Hıristiyanların birliği için dua haftası yeni sona erdi, ama yaşadığımız ortamda bu birliğin gerçekleşmesi için çalışmamız sona ermedi. Aziz Pavlus birliğimizle daima İsa’nın şahitleri olmamıza teşvik ediyor. Hiç kimse Hıristiyan cemaatlerinin fertlerinin de diğer tüm insanlar gibi egoizm ve kibirle denenmelerinden şaşmamalıdır. Aramızdaki duygusal farklılıklara ve Kiliseye hizmet edenlere karşı doğabilecek az çok ilgiye, şaşırmıyoruz. Duygusal farklılıkların bölünmelere sebep olmasına izin vermemeliyiz. İsa tektir, bizler de Onu zor olduğunda ve haçta gördüğümüzde de takip etmeliyiz.

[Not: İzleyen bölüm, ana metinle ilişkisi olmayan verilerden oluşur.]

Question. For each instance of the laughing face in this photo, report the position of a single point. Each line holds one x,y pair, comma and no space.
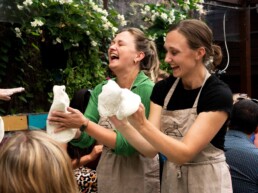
182,59
122,52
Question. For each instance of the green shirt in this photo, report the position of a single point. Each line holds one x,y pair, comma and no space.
143,87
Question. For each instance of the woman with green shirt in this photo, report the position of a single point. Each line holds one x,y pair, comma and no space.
121,168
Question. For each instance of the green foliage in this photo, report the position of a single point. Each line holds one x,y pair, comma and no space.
60,42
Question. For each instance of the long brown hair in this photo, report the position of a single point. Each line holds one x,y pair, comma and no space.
150,63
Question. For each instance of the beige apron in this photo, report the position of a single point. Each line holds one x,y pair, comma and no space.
126,174
208,172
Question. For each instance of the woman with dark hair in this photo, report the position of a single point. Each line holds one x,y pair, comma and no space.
188,115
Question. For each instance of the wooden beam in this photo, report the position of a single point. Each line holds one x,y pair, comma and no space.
245,53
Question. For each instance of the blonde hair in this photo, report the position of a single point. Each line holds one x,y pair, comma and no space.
150,63
32,162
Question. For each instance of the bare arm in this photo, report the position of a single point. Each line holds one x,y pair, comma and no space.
74,119
6,93
88,158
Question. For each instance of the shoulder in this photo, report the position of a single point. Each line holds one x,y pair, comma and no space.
216,95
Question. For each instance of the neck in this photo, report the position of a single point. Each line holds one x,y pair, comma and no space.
126,81
194,80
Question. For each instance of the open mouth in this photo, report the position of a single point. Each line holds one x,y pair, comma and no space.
114,56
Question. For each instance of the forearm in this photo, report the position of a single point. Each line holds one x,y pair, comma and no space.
104,136
137,140
83,161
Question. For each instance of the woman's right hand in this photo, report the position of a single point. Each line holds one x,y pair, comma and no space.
96,151
138,119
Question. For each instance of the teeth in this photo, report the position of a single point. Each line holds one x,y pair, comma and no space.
113,55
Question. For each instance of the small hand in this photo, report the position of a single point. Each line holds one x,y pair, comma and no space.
117,122
6,93
96,151
138,119
73,119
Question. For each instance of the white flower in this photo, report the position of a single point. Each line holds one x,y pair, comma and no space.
147,8
186,7
106,26
93,43
164,16
104,19
65,1
58,40
120,17
20,7
123,22
187,2
143,12
27,2
114,30
36,23
18,32
75,45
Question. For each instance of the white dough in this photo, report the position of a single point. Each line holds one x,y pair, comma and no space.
129,104
60,103
109,99
114,100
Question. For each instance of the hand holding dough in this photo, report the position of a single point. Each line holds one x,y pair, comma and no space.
1,129
114,100
60,103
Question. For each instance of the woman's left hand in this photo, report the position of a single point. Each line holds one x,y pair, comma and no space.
118,123
73,119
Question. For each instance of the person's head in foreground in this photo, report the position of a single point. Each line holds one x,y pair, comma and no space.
131,51
32,162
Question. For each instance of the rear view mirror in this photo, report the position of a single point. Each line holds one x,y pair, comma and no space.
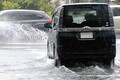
47,25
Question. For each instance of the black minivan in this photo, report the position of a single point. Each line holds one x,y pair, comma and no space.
82,32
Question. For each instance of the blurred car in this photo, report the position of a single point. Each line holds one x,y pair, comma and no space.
116,17
35,18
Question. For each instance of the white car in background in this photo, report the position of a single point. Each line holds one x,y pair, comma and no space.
116,17
35,18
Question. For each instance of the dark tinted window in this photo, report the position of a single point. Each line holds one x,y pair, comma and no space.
76,16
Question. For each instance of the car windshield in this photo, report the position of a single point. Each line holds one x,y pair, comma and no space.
77,16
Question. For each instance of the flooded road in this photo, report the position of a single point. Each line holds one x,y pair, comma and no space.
23,57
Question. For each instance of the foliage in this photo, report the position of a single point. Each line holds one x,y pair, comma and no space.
44,5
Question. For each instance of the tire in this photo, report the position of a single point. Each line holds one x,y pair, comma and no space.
57,63
110,63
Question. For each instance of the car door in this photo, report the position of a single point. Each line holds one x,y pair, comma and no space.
52,35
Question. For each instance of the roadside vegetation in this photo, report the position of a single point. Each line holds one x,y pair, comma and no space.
45,5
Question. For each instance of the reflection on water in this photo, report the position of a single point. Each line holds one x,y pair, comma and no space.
20,33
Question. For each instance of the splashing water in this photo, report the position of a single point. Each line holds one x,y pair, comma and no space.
20,33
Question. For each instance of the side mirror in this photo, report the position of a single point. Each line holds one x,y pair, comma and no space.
47,25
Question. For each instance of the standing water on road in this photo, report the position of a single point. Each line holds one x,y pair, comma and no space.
20,33
23,57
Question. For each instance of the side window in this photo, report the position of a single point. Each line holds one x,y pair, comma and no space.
116,11
55,19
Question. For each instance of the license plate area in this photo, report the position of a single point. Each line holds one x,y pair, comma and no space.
86,35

Bugün O, bizleri tövbe etmeye çağırmaktadır. “Tövbe edin, çünkü Göklerin Hükümdarlığı yaklaştı”. Tövbeye davet, değişmeye çağrıdır, düşüncelerimizi ve arzularımızı aşarak Allah’ın kilerine katılmaktır. İsa bunu her karşılaştığı kişiye söylüyor, çünkü herkes Adem’in evladıdır, yani herkes Baba’dan uzaklaştıran yolun üzerindedir. Tövbe edin, yol değiştirin:  arzularınızı gerçekleştirmeyi düşünmeyin, Baba’nın istediğine bakın ve gerçekleştirmeye çalışın, onlar size yaşam ve barış vereceklerdir!

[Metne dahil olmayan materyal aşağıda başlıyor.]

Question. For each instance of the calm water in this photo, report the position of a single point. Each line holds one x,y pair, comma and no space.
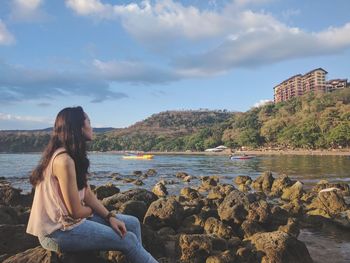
323,245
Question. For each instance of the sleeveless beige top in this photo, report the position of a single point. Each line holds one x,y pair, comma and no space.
49,212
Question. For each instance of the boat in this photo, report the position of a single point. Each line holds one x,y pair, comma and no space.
138,157
242,157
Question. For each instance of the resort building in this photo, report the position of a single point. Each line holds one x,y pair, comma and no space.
336,84
313,81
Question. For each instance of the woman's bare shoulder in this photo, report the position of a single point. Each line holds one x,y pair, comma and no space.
63,161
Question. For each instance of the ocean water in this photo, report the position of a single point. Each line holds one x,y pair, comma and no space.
325,245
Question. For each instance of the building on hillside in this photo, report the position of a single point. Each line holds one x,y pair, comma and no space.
336,84
288,89
313,81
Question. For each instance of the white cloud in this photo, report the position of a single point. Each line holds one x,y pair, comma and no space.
133,71
227,38
10,117
27,11
6,38
28,4
10,122
262,103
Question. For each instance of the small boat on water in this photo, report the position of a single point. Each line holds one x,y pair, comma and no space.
138,157
241,157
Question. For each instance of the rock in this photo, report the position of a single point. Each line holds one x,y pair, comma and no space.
138,182
343,187
166,231
263,183
242,180
181,175
327,204
8,215
279,216
189,193
224,257
38,254
195,248
14,239
343,219
134,208
209,182
151,172
34,255
137,173
160,190
191,225
244,188
104,191
279,247
279,185
134,194
218,228
152,242
294,192
246,255
294,208
234,207
9,196
259,212
164,212
187,178
292,228
250,228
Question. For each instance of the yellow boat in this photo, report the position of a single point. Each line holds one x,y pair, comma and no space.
138,157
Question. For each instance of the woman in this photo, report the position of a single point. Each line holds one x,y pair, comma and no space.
66,215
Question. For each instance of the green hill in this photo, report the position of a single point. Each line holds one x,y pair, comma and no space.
310,122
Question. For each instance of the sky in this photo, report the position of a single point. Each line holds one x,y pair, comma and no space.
123,61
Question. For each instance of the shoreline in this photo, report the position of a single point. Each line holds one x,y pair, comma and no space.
343,152
262,152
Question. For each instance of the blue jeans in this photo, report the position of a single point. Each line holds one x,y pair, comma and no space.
96,234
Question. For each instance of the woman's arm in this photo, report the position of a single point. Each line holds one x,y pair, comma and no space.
96,205
64,170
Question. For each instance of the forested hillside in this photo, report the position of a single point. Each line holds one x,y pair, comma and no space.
310,122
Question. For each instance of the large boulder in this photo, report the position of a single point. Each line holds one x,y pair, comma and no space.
235,207
293,192
218,228
344,188
189,193
164,212
160,190
195,248
8,215
279,247
14,239
264,182
134,208
328,204
104,191
279,184
259,212
134,194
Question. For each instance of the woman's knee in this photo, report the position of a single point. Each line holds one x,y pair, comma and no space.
131,242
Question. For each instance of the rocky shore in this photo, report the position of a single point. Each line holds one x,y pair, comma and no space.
247,221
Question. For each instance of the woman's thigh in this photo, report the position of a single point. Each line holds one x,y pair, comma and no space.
92,236
131,223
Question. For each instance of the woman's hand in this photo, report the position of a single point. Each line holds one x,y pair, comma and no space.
118,226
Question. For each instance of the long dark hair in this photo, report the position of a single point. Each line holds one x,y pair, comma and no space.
67,133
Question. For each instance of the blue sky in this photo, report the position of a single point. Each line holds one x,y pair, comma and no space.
125,60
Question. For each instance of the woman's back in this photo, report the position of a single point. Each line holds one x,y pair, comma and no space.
49,212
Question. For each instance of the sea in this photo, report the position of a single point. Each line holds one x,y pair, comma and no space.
329,244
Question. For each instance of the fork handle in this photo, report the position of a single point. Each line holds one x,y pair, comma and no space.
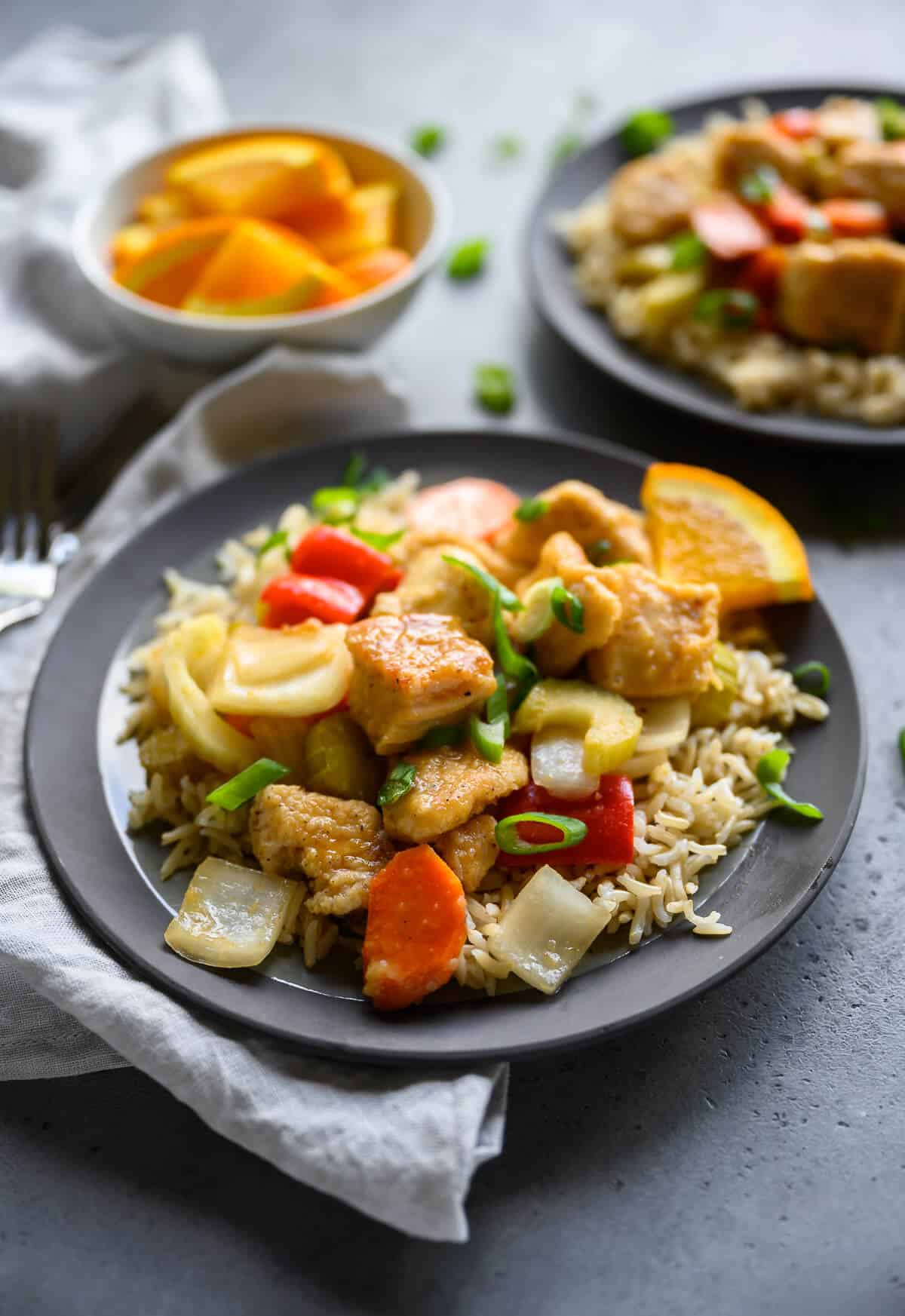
21,612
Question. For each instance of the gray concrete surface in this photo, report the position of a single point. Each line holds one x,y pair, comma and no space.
742,1157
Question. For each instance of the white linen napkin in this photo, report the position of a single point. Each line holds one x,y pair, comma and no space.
399,1146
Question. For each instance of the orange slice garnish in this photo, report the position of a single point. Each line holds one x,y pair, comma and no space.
709,528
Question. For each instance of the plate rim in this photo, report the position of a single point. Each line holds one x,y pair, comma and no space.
182,985
682,391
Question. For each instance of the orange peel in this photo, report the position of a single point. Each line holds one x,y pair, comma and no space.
705,526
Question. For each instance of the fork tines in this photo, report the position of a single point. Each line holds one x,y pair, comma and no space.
29,446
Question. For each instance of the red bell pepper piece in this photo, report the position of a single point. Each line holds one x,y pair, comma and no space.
797,123
291,599
330,552
726,229
608,816
854,219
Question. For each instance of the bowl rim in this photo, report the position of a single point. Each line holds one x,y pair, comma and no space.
97,274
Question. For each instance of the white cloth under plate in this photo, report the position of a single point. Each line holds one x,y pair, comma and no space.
400,1146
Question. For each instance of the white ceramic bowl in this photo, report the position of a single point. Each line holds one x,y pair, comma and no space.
424,220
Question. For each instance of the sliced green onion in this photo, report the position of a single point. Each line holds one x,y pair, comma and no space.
567,609
488,738
245,784
646,130
565,146
272,541
530,510
495,388
468,259
892,118
771,773
438,736
728,308
428,139
399,784
508,599
812,676
378,541
520,670
689,252
498,706
354,470
759,185
509,841
336,505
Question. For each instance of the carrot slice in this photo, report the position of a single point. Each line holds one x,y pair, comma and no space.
468,507
416,929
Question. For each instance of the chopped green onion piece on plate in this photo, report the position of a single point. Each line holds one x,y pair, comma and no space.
495,388
530,510
399,784
646,130
242,787
468,259
812,676
508,599
771,773
572,832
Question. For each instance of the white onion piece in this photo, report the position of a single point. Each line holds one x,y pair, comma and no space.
558,763
231,916
548,929
666,722
641,765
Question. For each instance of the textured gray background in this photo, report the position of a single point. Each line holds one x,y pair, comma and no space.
745,1155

İsa, insanların tövbe etmesinin bir anlık bir şey olmadığını ve tüm zamanların insanlarını tövbe etmeye çağırmak gerektiğini bilmektedir. Bu sebepten hemen ona yardım edecek ve dünyanın her köşesine ulaştıracak, bütün zamanlardaki insanlığa yayacak birilerini çağırmaktadır. O biliyor ki çağırdıkları diğerleri gibidir, yani günahkar ve tövbeye muhtaç, ama cesaretini kaybetmiyor. Onları kendi eğitecek, sabırla, devamlılıkla, kararlılıkla gerçek bir tövbe tecrübe etmelerine sebep olacak.

Bugün İsa’nın çağırdığını ve neden çağırdığını görüyoruz. O, normal insanlar çağırıyor, iş sorumlulukları ve sosyal yaşamda faal insanlar çağırıyor. Bu kişilerin, İsa ile birlikte olmaları için her şeyden, insanlardan kopmaları gerekiyor, ama her şeyden çok kendilerinden, kendi alışkanlıklarından, güvencelerinden kopmaları gerekiyor. Bu ne anlama gelir? İsa bizim için ve tüm dünya için hür insanlar hazırlamak istiyor. Her türlü bağlardan hür olup Baba’ya itaat eden sevgiyi öğrenmelerini istiyor: böylece Sözü müjdelemek ve dünyaya Allah’ın sevgisini yaymak için hazır olacaklardır. İsa ilk çağırdığı dört kişiye kendisinin “Göklerin Hükümdarlığının güzel müjdesini” bildirmek için nasıl çalıştığını göstermektedir, aynı zamanda insanların engellerine karşı ilgisini ve yardım ettiğini de belirtmektedir. Dünyada “karanlıkta… ve ölüm gölgesinde yaşayan” birçok insan ve halklar var: onlar İsa’yı beklemekte ve İsa, Sözü ve Kilisenin kardeş sevgisiyle onların yanlarına gelmektedir. Kilise tarihine baktığımızda birçok ferdinin yaşamını günahkârlara ve engellilere, hastalara adamış insanlarla dolu olduğunu görmekteyiz. Onlar bu kişilerin ruhani ve fiziki iyilikleri için yaşamlarını harcamışlardır. Biz bu Kilisenin üyeleri olmaktan gurur duyarız ve İsa’nın misyonunun devam etmesi için kararlılıkla kendimizi İsa’ya adıyoruz, böylece her insana sevgisini ulaştıracağız ve yaraları iyileştireceğiz.